An alternative hypothesis draws on the idea of synfunctionalization (see Figure 1; Gitelman, 2007). A canonical example, involves the duplicate TWIST genes that appear to have diverged in function, and subsequently undergone loss of subfunctionalization coupled to gene loss at the regulatory level. A similar evolutionary trajectory has been described in deoxyribonucleoside kinases for changes in protein function (Almgren, 2001; Piskur et al., 2004). The substrate specificity of deoxyribonucleoside kinases appears to have undergone subfunctionalization to generate more specific enzymes. However, in the insect lineage, gene copies were lost, coupled with the regeneration of a nonspecific enzyme.

Figure 1
figure 1

This figure shows the process of synfunctionalization. Here, an ancestral duplication event leads to subfunctionalization. Following a subsequent speciation event, one species retains the subfunctionalized duplicates; the other species loses one copy, whereas the other regains the ancestral function. A less dramatic version of this process can occur at the functional level without gene loss.

However, if redundancy is lost so quickly for duplicate copies, how can an ancestral function be regained? Some interesting studies of the mutational paths available to proteins evolving new functions, and simulations of protein evolution constrained by protein folding, indicate that the mutational opportunities available to a protein are much more limited than naïve combinatorics would suggest (Bastolla et al., 2003; Rastogi et al., 2006; Weinreich et al., 2006).

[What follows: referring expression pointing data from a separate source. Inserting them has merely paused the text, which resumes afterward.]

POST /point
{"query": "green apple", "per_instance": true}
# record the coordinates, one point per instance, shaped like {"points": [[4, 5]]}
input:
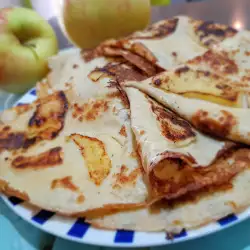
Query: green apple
{"points": [[89, 22], [26, 42]]}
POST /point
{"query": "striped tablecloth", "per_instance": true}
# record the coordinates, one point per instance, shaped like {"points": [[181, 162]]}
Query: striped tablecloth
{"points": [[17, 234]]}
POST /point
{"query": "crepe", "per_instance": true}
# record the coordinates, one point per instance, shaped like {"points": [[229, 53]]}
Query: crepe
{"points": [[73, 73], [167, 43], [229, 59], [211, 118], [95, 145], [71, 155], [195, 212], [177, 158]]}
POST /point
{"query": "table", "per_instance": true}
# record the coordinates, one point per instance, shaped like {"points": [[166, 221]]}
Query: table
{"points": [[16, 234]]}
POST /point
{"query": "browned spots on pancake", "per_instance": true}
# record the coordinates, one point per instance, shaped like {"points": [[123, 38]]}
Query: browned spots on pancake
{"points": [[136, 60], [5, 188], [134, 154], [142, 132], [140, 63], [181, 70], [48, 119], [245, 79], [20, 109], [220, 63], [123, 131], [220, 126], [142, 50], [65, 182], [160, 30], [89, 55], [211, 33], [172, 126], [90, 111], [247, 53], [120, 93], [157, 82], [123, 177], [46, 159], [95, 156], [177, 178], [80, 199], [232, 204], [11, 141], [118, 72]]}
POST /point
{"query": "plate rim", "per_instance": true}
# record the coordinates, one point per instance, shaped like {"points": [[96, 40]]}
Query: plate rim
{"points": [[28, 97]]}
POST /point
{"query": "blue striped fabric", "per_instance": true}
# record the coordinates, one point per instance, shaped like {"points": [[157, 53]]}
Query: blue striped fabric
{"points": [[42, 216], [33, 92], [228, 219], [79, 229], [182, 234], [15, 201], [20, 104], [124, 236]]}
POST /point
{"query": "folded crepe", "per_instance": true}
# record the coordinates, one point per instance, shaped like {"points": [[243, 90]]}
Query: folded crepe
{"points": [[167, 43], [73, 150], [230, 59], [70, 154], [177, 159], [201, 179], [190, 212], [193, 95]]}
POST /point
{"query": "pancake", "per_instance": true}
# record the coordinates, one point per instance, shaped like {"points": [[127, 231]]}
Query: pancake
{"points": [[71, 155], [96, 144], [208, 117], [162, 43], [194, 212], [173, 152], [229, 59]]}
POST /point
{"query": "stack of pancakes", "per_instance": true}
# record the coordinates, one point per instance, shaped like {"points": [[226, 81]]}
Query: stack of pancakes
{"points": [[150, 132]]}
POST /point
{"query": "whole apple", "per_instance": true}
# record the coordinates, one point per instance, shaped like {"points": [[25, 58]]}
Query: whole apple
{"points": [[26, 42], [89, 22]]}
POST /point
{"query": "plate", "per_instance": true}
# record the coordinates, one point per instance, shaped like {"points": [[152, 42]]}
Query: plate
{"points": [[75, 229]]}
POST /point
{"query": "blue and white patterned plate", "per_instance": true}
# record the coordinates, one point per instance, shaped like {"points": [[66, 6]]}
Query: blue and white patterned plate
{"points": [[79, 231]]}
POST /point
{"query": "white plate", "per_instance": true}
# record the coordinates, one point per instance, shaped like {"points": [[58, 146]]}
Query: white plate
{"points": [[79, 231]]}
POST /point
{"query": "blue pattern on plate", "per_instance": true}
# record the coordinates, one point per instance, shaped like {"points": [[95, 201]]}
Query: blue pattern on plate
{"points": [[20, 104], [33, 92], [15, 201], [124, 236], [228, 219], [79, 229], [42, 216], [182, 234]]}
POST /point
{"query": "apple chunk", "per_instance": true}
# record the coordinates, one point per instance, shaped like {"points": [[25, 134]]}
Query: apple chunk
{"points": [[26, 42]]}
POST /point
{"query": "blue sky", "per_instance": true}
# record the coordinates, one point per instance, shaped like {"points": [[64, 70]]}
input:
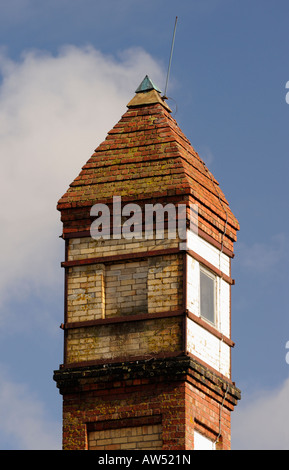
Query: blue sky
{"points": [[67, 71]]}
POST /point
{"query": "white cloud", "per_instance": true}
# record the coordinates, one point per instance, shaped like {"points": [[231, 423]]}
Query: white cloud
{"points": [[24, 420], [54, 111], [261, 422]]}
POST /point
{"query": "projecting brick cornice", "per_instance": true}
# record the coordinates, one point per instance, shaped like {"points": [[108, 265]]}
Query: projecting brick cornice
{"points": [[142, 372]]}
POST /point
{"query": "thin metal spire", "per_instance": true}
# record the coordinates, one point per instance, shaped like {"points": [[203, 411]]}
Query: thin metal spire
{"points": [[170, 61]]}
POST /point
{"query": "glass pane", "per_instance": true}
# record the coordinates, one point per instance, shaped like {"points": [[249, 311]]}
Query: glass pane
{"points": [[207, 289]]}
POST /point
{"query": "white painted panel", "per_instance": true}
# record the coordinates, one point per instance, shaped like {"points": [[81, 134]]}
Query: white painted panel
{"points": [[203, 443], [209, 252], [208, 348], [193, 285], [222, 296]]}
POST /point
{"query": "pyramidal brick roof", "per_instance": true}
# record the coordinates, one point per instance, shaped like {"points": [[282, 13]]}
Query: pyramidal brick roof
{"points": [[145, 157]]}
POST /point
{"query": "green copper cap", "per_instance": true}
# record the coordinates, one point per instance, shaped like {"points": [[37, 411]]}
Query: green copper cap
{"points": [[146, 85]]}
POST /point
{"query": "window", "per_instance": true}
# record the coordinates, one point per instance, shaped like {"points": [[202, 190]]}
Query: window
{"points": [[207, 295]]}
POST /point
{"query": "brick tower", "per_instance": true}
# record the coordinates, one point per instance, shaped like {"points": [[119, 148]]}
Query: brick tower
{"points": [[147, 347]]}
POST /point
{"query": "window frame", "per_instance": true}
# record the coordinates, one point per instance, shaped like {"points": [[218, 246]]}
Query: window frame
{"points": [[212, 276]]}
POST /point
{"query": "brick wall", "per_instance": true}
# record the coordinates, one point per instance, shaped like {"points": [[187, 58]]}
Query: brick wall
{"points": [[146, 410], [147, 437]]}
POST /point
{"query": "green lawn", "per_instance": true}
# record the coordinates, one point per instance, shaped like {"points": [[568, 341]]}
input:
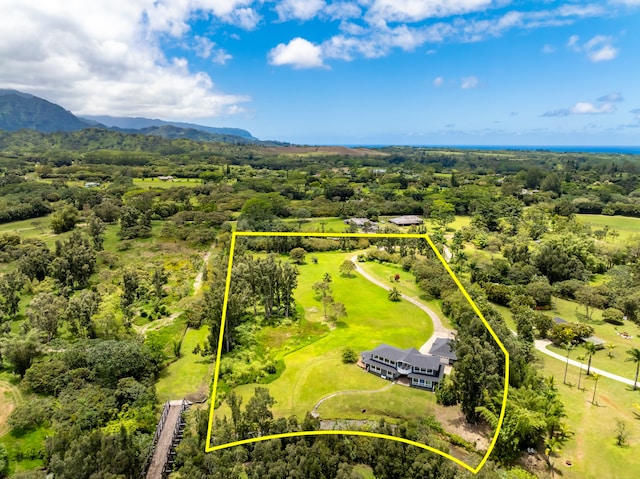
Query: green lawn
{"points": [[316, 370], [626, 226], [191, 374], [406, 285], [592, 450]]}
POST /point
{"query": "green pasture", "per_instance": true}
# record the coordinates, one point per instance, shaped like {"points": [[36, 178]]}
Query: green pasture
{"points": [[398, 401], [316, 370], [407, 285], [626, 226], [190, 374], [592, 450], [150, 183]]}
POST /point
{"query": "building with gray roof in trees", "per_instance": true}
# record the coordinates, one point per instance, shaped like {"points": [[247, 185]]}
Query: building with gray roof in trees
{"points": [[407, 220], [421, 370], [443, 348]]}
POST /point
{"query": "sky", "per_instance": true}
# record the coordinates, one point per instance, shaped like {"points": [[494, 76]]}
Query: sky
{"points": [[368, 72]]}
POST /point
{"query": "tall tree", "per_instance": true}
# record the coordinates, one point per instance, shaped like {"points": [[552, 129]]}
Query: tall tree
{"points": [[45, 313], [634, 356], [590, 349]]}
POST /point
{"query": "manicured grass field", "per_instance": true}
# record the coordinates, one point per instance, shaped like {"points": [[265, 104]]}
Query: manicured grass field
{"points": [[626, 226], [592, 450], [175, 183], [316, 370], [191, 374], [406, 285]]}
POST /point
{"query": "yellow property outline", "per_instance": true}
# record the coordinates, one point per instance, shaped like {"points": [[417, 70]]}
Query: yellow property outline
{"points": [[234, 235]]}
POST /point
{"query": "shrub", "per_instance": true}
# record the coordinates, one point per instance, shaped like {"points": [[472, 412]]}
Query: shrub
{"points": [[349, 356]]}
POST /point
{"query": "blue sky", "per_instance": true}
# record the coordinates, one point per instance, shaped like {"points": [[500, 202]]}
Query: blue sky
{"points": [[421, 72]]}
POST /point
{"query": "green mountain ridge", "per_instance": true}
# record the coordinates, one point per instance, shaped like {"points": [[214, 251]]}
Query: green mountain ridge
{"points": [[21, 110]]}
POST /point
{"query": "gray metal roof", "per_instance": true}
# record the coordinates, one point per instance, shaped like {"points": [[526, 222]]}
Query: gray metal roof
{"points": [[410, 356], [443, 347]]}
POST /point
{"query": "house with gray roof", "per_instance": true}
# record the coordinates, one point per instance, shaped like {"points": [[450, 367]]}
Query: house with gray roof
{"points": [[407, 220], [443, 348], [422, 370]]}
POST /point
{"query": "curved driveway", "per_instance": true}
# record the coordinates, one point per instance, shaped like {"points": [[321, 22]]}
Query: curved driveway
{"points": [[541, 345], [439, 330]]}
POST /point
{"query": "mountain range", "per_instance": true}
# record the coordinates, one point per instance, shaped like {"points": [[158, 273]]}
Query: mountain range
{"points": [[19, 110]]}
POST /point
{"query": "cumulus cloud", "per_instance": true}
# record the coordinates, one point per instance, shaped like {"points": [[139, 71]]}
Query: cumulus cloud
{"points": [[205, 48], [299, 53], [605, 105], [106, 57], [469, 83], [299, 9], [598, 49], [613, 97], [418, 10]]}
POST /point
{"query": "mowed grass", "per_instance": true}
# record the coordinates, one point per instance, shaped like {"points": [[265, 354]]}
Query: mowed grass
{"points": [[592, 450], [316, 370], [189, 375], [396, 402], [175, 183], [625, 225], [407, 285]]}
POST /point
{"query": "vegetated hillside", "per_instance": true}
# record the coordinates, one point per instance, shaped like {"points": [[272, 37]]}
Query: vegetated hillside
{"points": [[20, 110], [138, 123], [171, 132]]}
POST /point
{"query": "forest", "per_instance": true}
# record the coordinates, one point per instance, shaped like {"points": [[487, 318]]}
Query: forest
{"points": [[112, 281]]}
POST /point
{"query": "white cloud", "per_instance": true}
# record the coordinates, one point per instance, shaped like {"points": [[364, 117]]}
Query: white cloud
{"points": [[605, 105], [573, 41], [613, 97], [383, 11], [588, 108], [599, 48], [205, 48], [469, 82], [105, 56], [299, 53], [299, 9]]}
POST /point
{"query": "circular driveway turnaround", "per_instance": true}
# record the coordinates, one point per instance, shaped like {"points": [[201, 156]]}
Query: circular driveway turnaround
{"points": [[439, 330]]}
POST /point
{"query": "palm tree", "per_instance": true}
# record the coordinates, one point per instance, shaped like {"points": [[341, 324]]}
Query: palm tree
{"points": [[580, 358], [569, 347], [595, 377], [591, 349], [634, 354], [394, 294]]}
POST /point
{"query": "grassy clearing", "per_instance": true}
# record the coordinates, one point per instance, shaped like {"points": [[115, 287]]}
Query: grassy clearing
{"points": [[592, 450], [626, 226], [316, 370], [175, 183], [191, 374], [396, 402], [406, 285]]}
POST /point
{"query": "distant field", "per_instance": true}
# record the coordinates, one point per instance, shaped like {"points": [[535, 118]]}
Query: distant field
{"points": [[626, 226], [592, 450], [156, 183], [317, 370]]}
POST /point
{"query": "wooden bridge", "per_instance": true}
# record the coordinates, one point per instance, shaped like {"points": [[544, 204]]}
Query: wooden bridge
{"points": [[168, 434]]}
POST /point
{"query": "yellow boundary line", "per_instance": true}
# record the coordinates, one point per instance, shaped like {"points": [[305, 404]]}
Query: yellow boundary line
{"points": [[475, 308]]}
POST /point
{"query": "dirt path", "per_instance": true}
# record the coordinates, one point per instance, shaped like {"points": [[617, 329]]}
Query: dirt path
{"points": [[155, 325], [11, 397], [439, 330], [541, 345], [348, 391], [164, 443]]}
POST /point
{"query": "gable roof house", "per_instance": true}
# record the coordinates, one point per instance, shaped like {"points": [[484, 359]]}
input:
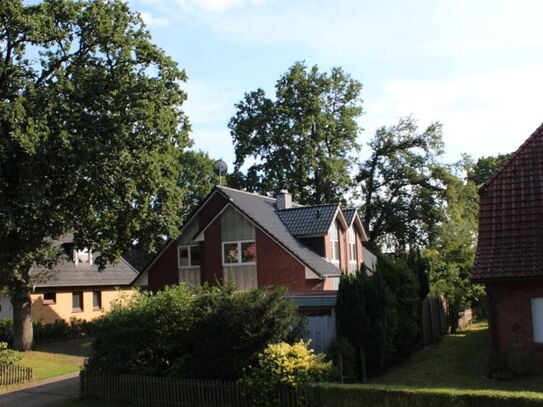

In the case of the TRIM duplicates, selection is observed in similar locations within the three dimensional structure (within the coiled-coil domain), supporting such an interpretation. If there is residual redundancy coupled to some divergence of function (either at the coding sequence level or as illustrated through nonidentical gene expression patterns), then selection may affect one of the two proteins rather than both. Linkage effects (see above) would further promote synfunctionalization. These possibilities are intriguing and may be the tip of the iceberg comprising links between duplication, divergence, redundancy and the effects of protein structure and function as well as linkage on accessible mutational paths. Whatever the explanation of the anticorrelated positive selection on these TRIM duplicates, the continued characterization of duplicate gene evolution is needed to build on the understanding of gene and proteome evolution that is founded on the seminal Ohno (1970) analysis of gene duplication.